The Hanley Leadership Award and Hanley Honors are among Maine’s most prestigious honors. The Award or Honors recognizes healthcare professional, organization, team or initiative that embodies Dr. Dan Hanley’s values.
Since the Award’s inception in 2003, honorees have included Stephen Shannon, DO, MPH, at the time of the award, Dean of the University of New England College of Medicine (2003); nationally known medical researcher John Wennberg, MD, MPH, Chair of the Center for the Evaluative Clinical Services at Dartmouth Medical School (2004); and highly regarded Franklin County clinicians Sandra Record, RN and Burgess Record, MD (2005) and diabetes treatment pioneer Ann Gahagan, FNP of Caribou (2006); Robert Ritchie, MD, the father of Maine’s biotech industry (2007). In 2008 the, Maine Health Management Coalition was honored. In 2012 Dr. Robert Mcafee was honored.
The Hanley Center's 2010 Honors For Medical and Humanitarian Service recognized not only extraordinary service, but also exceptional leadership, collaboration and impact. The Center's 2010 honorees include a wide range of Maine caregivers and organizations that have provided critically important healthcare services over the course of many years to people around the globe who suffer from poverty, illness and the aftermath of natural and man-disasters.

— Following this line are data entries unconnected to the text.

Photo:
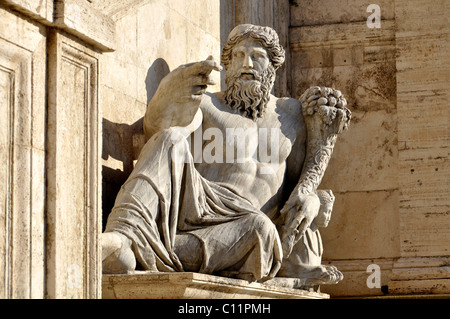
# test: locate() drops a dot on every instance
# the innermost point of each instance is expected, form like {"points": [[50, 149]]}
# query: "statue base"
{"points": [[188, 285]]}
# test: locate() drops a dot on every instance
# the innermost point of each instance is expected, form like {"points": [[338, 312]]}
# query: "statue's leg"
{"points": [[117, 256]]}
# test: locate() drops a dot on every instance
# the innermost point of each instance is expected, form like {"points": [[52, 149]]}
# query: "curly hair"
{"points": [[265, 36]]}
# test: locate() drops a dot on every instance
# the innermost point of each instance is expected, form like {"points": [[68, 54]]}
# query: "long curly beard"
{"points": [[249, 96]]}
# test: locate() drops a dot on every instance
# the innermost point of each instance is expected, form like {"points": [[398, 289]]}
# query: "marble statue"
{"points": [[226, 183], [305, 261]]}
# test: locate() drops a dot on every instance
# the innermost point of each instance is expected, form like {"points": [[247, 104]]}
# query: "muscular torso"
{"points": [[259, 174]]}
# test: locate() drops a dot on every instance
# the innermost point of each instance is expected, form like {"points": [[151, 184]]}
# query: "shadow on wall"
{"points": [[123, 142]]}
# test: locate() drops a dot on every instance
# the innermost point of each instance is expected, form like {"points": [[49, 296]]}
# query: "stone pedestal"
{"points": [[147, 285]]}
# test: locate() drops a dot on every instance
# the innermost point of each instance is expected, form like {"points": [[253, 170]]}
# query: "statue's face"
{"points": [[249, 57]]}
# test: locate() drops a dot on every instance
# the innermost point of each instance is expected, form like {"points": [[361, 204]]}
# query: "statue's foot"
{"points": [[117, 256]]}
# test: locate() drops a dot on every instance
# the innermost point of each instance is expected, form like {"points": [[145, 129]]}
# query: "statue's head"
{"points": [[326, 198], [251, 57]]}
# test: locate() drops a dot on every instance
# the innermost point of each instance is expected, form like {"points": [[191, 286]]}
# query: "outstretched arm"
{"points": [[177, 100], [326, 116]]}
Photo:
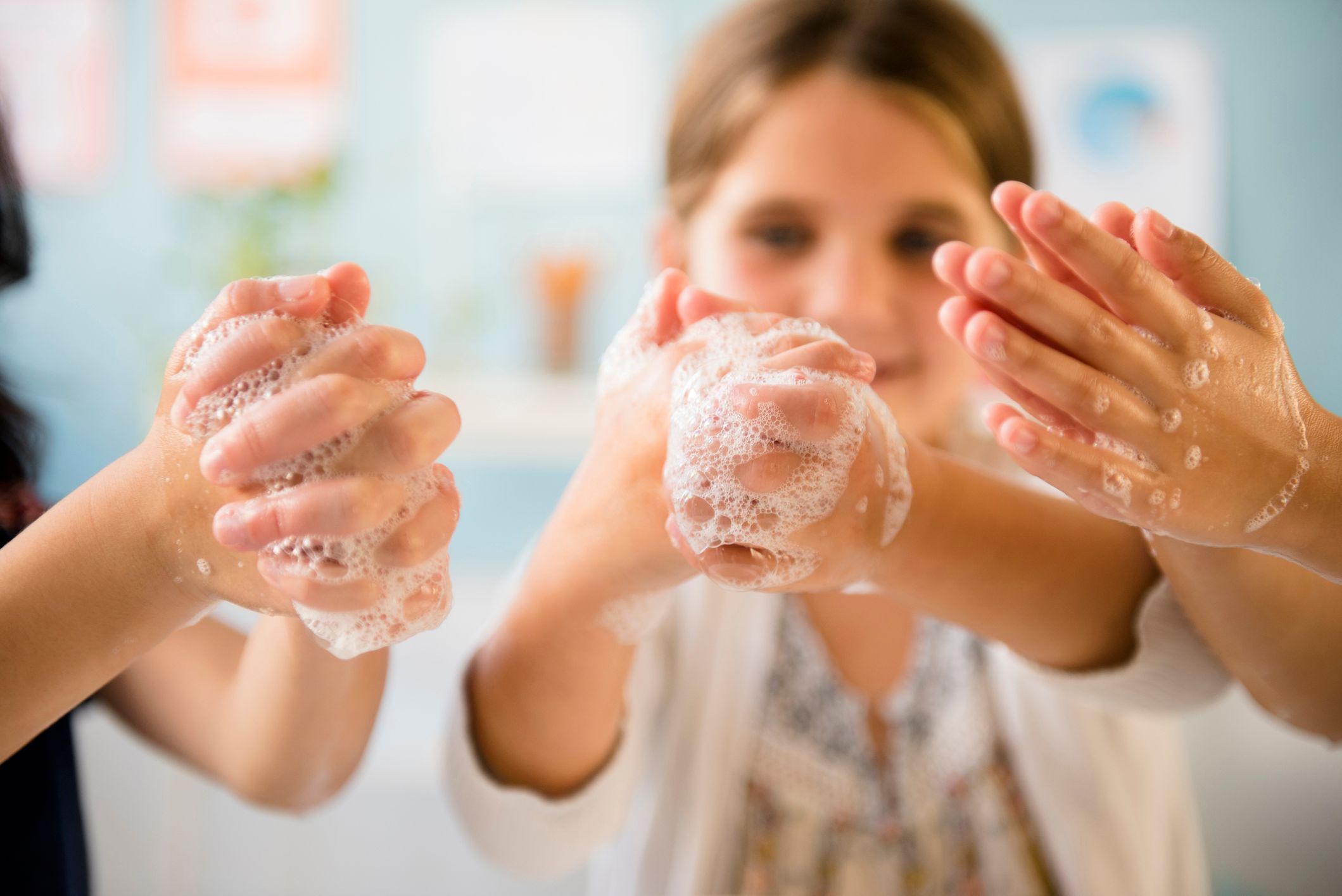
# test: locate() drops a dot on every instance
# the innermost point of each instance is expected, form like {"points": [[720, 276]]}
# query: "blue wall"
{"points": [[121, 271]]}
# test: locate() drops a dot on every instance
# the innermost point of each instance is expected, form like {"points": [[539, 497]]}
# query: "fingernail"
{"points": [[1160, 224], [994, 343], [996, 274], [866, 367], [294, 289], [1048, 210], [230, 529], [212, 460], [1022, 440]]}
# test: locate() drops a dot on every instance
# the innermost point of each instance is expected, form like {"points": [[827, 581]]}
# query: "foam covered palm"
{"points": [[298, 463], [1160, 370], [777, 463]]}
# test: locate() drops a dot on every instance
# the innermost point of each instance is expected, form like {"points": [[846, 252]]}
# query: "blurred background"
{"points": [[495, 165]]}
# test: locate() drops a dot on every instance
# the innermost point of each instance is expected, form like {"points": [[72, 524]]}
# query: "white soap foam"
{"points": [[1196, 373], [709, 440], [1281, 500], [1117, 484], [634, 617], [411, 600]]}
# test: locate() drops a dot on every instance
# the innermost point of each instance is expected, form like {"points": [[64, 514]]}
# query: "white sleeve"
{"points": [[1170, 671], [537, 837]]}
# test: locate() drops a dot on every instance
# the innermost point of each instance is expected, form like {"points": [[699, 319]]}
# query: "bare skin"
{"points": [[830, 208], [1056, 338], [97, 592]]}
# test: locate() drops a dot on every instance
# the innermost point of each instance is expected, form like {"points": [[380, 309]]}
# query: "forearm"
{"points": [[81, 597], [1309, 529], [270, 716], [1272, 624], [1054, 583], [296, 719], [547, 691]]}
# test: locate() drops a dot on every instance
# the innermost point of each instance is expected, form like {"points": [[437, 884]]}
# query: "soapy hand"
{"points": [[709, 405], [784, 470], [1160, 372], [298, 428]]}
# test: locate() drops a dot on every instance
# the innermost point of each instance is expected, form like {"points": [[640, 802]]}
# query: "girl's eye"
{"points": [[783, 237], [916, 242]]}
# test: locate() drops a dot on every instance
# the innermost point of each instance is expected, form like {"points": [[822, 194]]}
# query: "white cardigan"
{"points": [[1101, 772]]}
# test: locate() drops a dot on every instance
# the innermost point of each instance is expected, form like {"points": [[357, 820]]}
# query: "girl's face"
{"points": [[831, 210]]}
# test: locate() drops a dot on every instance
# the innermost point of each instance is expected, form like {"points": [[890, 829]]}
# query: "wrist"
{"points": [[604, 543], [132, 524]]}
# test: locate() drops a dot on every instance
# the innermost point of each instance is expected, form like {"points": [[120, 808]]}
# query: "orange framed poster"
{"points": [[251, 92], [57, 89]]}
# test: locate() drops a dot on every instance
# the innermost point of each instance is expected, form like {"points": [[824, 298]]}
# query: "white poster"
{"points": [[55, 89], [541, 96], [1134, 117]]}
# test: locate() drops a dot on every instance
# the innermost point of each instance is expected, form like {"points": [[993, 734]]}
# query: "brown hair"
{"points": [[929, 50]]}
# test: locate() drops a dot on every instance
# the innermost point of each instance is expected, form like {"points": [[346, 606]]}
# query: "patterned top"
{"points": [[941, 813]]}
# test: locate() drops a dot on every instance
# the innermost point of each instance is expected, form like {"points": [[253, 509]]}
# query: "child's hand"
{"points": [[785, 471], [346, 384], [1153, 341], [622, 481]]}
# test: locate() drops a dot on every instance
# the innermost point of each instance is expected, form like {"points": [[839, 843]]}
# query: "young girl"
{"points": [[98, 593], [837, 742]]}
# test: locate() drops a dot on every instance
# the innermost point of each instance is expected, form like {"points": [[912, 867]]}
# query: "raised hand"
{"points": [[1161, 376], [298, 429]]}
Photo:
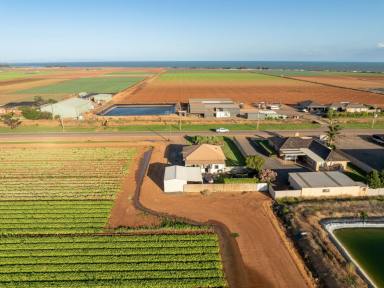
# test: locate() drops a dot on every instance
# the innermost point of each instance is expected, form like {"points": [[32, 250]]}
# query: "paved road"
{"points": [[165, 134]]}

Marjorie Withers, a leader in Washington County who has dedicated much of her life to reducing the impact of the health disparities of rural poverty, mental illness, substance abuse, and trauma through working with infants and young children and their families. In 2006, she developed and began directing the Community Caring Collaborative (CCC), a Washington county-wide, 40-member collaborative for agencies, organizations and community initiatives to create a seamless system of care for at risk infants and young children.

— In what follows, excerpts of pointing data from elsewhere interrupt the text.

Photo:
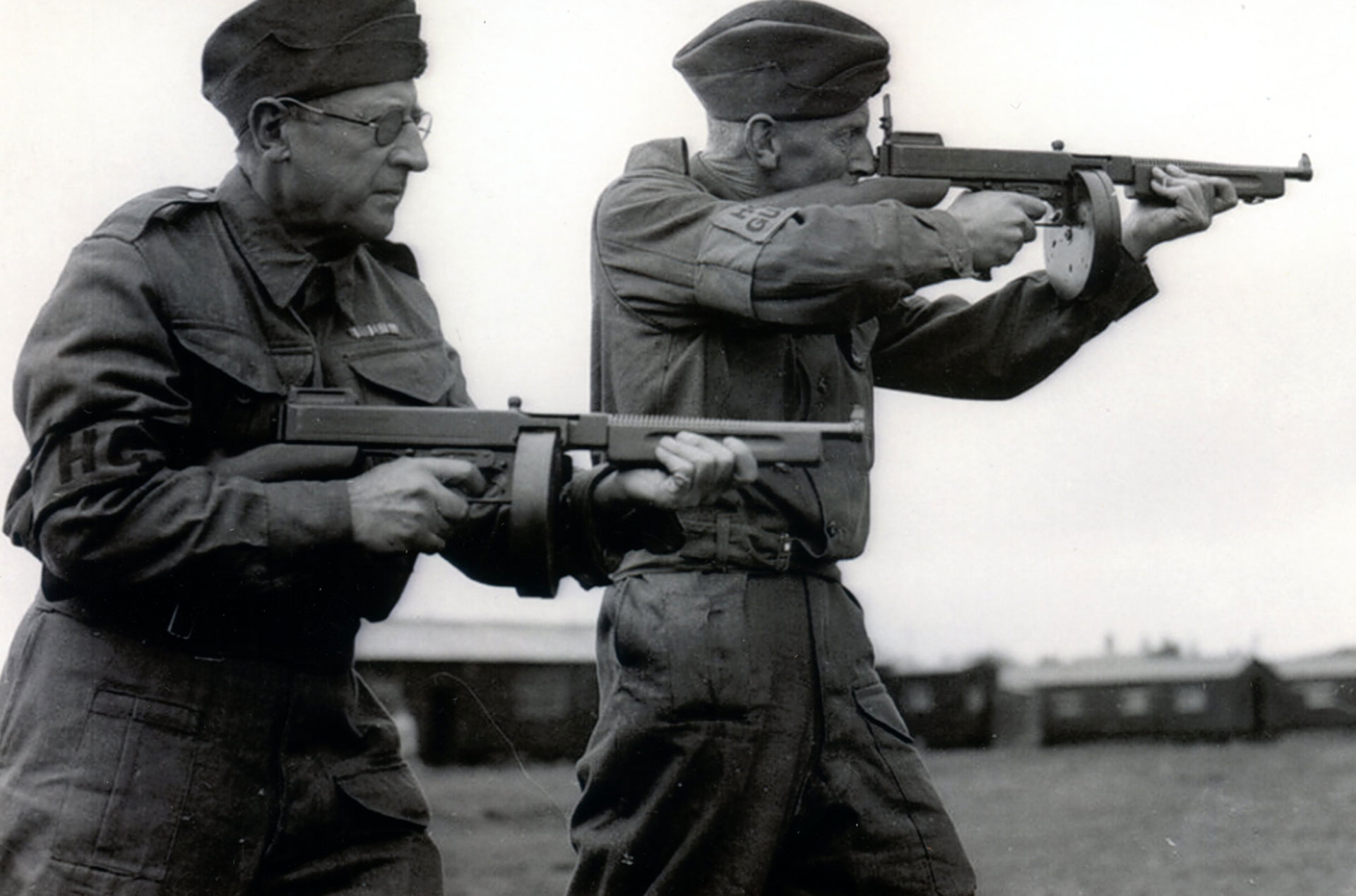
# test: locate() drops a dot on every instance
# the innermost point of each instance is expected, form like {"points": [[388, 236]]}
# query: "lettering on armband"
{"points": [[753, 222]]}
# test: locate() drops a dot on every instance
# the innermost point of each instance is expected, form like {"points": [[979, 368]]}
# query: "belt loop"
{"points": [[723, 552], [783, 560]]}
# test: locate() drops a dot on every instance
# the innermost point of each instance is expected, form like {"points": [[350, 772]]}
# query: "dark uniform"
{"points": [[179, 712], [746, 743]]}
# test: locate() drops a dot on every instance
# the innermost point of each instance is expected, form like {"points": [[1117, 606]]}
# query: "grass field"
{"points": [[1117, 819]]}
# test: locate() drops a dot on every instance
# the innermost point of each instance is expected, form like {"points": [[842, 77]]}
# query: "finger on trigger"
{"points": [[746, 465], [458, 473]]}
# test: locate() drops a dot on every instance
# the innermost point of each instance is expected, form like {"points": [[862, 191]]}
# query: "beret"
{"points": [[790, 59], [308, 49]]}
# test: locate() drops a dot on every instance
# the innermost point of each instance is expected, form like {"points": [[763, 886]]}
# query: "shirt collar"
{"points": [[716, 184], [273, 255]]}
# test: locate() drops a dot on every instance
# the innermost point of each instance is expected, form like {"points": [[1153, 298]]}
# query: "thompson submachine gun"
{"points": [[1083, 239], [324, 433]]}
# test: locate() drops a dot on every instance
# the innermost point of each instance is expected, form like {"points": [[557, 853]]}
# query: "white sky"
{"points": [[1188, 476]]}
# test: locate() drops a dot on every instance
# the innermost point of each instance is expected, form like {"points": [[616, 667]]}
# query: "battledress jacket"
{"points": [[170, 342], [711, 304]]}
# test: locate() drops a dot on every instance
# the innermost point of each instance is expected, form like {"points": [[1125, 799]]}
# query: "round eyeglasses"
{"points": [[386, 128]]}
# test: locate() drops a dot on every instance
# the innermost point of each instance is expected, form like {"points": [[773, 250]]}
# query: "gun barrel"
{"points": [[632, 438], [624, 438]]}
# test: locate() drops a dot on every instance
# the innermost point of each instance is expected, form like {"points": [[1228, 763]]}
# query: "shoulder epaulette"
{"points": [[667, 155], [128, 221], [398, 255]]}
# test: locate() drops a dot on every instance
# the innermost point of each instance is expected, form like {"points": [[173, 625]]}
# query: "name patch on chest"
{"points": [[753, 222], [367, 331]]}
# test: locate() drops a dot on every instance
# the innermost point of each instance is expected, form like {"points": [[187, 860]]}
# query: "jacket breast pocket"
{"points": [[237, 383], [407, 371], [128, 788]]}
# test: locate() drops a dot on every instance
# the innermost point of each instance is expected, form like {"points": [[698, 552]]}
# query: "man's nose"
{"points": [[408, 151]]}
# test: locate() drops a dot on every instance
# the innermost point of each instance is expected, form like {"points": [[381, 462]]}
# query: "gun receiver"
{"points": [[323, 433], [1083, 239], [319, 417]]}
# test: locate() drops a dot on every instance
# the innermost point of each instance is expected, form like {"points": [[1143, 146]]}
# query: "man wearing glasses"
{"points": [[179, 712]]}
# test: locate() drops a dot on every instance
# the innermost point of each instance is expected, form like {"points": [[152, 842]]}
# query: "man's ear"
{"points": [[265, 124], [763, 141]]}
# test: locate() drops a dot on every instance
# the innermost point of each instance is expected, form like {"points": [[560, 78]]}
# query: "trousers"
{"points": [[746, 744], [129, 769]]}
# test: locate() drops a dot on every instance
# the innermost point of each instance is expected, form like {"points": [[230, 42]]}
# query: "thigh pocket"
{"points": [[881, 715], [686, 638], [391, 792], [128, 787]]}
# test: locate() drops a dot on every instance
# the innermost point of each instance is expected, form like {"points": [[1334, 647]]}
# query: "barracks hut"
{"points": [[947, 708], [1324, 688], [1155, 697], [486, 692]]}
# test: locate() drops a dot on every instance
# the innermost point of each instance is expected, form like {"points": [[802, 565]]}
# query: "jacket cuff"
{"points": [[304, 514]]}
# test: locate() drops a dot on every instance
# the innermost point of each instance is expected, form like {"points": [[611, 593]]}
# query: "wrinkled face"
{"points": [[339, 185], [823, 150]]}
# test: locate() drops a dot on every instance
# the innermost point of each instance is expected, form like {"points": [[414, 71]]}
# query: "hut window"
{"points": [[1134, 701], [1189, 700], [1320, 694], [1066, 704], [920, 698]]}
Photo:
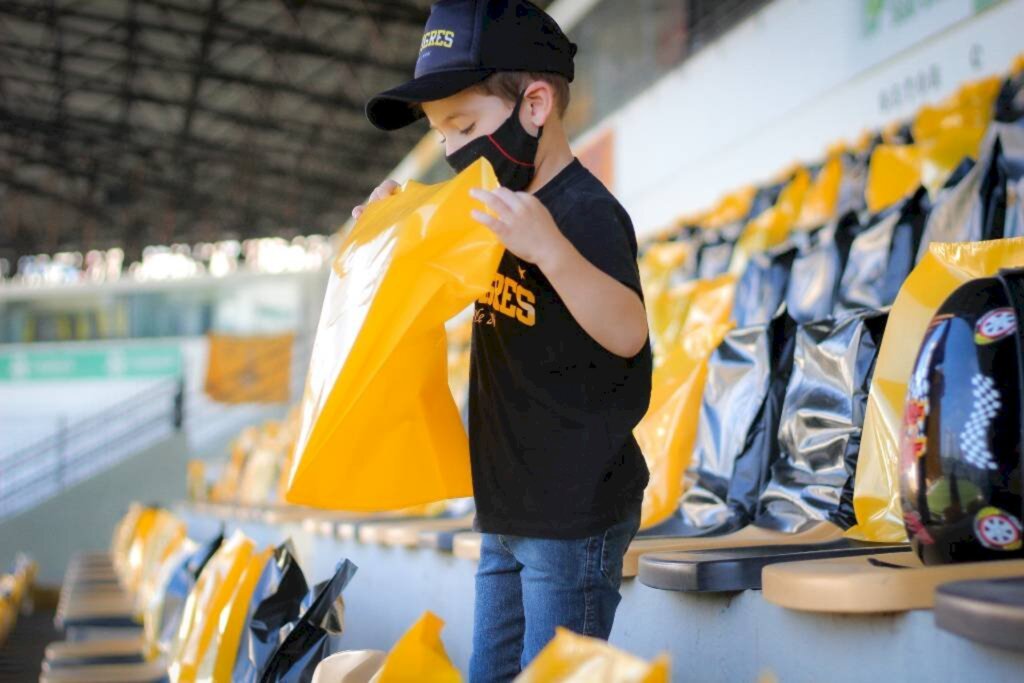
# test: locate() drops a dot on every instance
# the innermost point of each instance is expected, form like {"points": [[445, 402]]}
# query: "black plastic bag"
{"points": [[310, 640], [851, 186], [882, 255], [715, 252], [272, 612], [974, 210], [817, 269], [820, 426], [180, 584], [762, 288], [736, 435], [1010, 101]]}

Maine Migrant Health Program, Maine’s only farmworker health organization. By linking agricultural workers to care and services, it has worked effectively to reduce health disparities and inequities of access for this work force. In Maine, migrant and seasonal farmworkers and their families are predominantly Hispanic, Native American, and African Caribbean.
United Somali Women of Maine, is a refugee women-led organization that addresses the health disparity faced by refugee and immigrant women who experience domestic violence, sexual assault, stalking and dating violence. USWF provides culturally and linguistically specific services for the refugee and immigrant communities in Maine. Services include system advocacy in regards to access to services and service delivery; education and training and post resettlement services. USWM covers both Androscoggin and Cumberland counties in terms of service delivery and provides training statewide.

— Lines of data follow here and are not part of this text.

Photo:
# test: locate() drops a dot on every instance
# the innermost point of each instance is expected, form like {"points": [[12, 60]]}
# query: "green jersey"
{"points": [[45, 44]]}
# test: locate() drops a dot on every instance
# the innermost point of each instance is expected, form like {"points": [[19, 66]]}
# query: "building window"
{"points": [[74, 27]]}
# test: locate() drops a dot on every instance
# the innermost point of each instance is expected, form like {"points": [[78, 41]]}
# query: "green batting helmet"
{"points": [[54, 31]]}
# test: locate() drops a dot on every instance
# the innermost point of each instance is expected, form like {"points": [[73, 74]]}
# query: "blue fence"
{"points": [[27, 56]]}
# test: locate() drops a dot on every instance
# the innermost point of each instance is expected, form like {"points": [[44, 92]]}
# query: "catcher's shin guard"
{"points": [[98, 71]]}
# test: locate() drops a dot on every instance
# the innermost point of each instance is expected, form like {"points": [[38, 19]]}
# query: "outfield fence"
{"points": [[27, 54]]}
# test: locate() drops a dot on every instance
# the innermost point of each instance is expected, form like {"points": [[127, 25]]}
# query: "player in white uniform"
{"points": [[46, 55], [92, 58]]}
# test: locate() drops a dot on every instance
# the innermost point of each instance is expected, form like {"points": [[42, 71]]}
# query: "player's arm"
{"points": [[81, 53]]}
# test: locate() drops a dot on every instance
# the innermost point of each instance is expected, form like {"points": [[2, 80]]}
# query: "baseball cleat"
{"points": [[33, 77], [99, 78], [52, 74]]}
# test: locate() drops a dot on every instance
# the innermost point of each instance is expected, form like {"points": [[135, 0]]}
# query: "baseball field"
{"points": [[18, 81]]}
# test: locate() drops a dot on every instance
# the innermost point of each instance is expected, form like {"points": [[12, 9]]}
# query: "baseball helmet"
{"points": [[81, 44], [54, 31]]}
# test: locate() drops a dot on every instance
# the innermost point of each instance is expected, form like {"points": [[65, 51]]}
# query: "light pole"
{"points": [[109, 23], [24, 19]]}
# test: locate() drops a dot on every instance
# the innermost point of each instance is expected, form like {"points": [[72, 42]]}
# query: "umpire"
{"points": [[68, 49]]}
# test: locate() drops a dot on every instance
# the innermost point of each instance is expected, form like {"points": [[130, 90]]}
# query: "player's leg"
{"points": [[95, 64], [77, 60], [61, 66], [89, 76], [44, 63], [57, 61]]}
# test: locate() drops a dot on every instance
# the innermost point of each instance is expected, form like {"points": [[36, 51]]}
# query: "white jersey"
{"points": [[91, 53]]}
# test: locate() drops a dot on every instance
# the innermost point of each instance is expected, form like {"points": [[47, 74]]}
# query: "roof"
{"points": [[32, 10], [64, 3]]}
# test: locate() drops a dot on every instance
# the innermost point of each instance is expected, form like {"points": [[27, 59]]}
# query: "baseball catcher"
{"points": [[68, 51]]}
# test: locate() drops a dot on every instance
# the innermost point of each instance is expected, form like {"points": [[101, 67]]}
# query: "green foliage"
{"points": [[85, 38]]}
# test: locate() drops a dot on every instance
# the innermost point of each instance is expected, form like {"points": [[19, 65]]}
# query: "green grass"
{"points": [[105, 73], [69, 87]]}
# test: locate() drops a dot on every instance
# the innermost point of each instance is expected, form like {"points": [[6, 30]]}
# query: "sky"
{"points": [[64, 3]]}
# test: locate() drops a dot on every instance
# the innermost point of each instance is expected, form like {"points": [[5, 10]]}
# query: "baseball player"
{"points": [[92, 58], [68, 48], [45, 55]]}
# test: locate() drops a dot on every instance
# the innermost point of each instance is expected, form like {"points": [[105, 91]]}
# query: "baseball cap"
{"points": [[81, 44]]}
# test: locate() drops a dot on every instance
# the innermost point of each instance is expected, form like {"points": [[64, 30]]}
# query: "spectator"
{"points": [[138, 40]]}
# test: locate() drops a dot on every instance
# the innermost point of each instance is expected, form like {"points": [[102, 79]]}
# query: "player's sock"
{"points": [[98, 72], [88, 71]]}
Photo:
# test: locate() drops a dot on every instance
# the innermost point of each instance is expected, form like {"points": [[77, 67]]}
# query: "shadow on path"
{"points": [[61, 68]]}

As a result, today refugee and immigrant victims are able to address culturally and linguistically victim services, advocacy, and education including empowering women to become economically independent. Additionally, USWM works with various agencies to protect children and ensure children are maintained within their communities and culture.
Waldo County Dental Care, an innovative collaborative effort of Waldo County General Hospital (WCGH), committed members of its Board of Directors, and private dentists in the Waldo County area to address the health disparity in dental care for low income and uninsured individuals in their community. Prior to the initiation of this project, WCGH’s Emergency Department reported that for 18-45 year olds the most common reason for emergency care was acute dental pain and infection, which could not be definitively managed in the ED and often led to the need for extraction. After planning in 2012, the Waldo County Dental Care program began providing services in August, 2013. The goal of the collaborative has been to create a self-sustaining and replicable model where a community comes together to take care of its own.